— Ну и что теперь, Валерий Викторович? — поинтересовался, кашляя, Борис. — Обратно подадимся? Проскурин подумал несколько секунд, а затем толкнул дежурного в плечо.
— Ты вот что, Борь, если хлопчиков наших не застали, скажи, что ложная тревога. Спросят, почему вызвал, скажешь: мол, показалось, будто кто-то в окна лезет.
— Ну да, так они мне и поверили, — хмыкнул тот.
— А это уж их дело — верить или нет. Не хотят, пусть не верят.
— А вы? — Борис прищурился.
— А мы с товарищем Семеновым Алексеем Николаевичем совершим небольшой променад. Надо нам кое-что выяснить.

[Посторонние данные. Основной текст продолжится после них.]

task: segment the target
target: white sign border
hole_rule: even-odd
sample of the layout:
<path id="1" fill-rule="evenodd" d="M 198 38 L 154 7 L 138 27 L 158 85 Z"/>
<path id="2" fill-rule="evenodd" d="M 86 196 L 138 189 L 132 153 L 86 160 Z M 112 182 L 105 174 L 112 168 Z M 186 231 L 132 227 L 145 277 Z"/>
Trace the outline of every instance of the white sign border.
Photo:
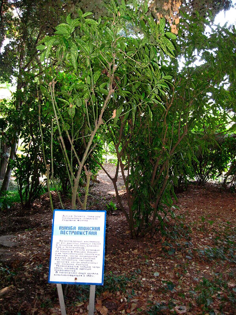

— А если спрашивать будут?
— А если спрашивать будут, говори: «Не знаю где». Все. Кто бы ни звонил, хоть сам президент, говори: мол, майор только что был тут, вышел, через двадцать минут будет. Начальству, если спросят, скажешь: мол, убыл по очень важному делу, но что к чему не знаешь. И только если сами спросят. С докладами не лезь. Надеюсь, завтра к вечеру обернусь. Борис посмотрел на него внимательно и покачал головой.
— Валерий Викторович… — начал было он, но Проскурин оборвал его взмахом руки.
— Ну что, Семенов Алексей Николаевич, пойдем? Тот пожал плечами. Можно подумать, что у него был выбор. Они прошли по темной дорожке и остановились в тени у щита Дома культуры, разглядывая толпу на площади. Алексей не заметил ни одного преследователя. Проскурин, похоже, тоже. Он подтолкнул Алексея локтем в бок и кивнул в сторону автовокзала.
— Давай к расписанию. Не беги, но иди быстро. По сторонам не смотри. Боря, проводи его.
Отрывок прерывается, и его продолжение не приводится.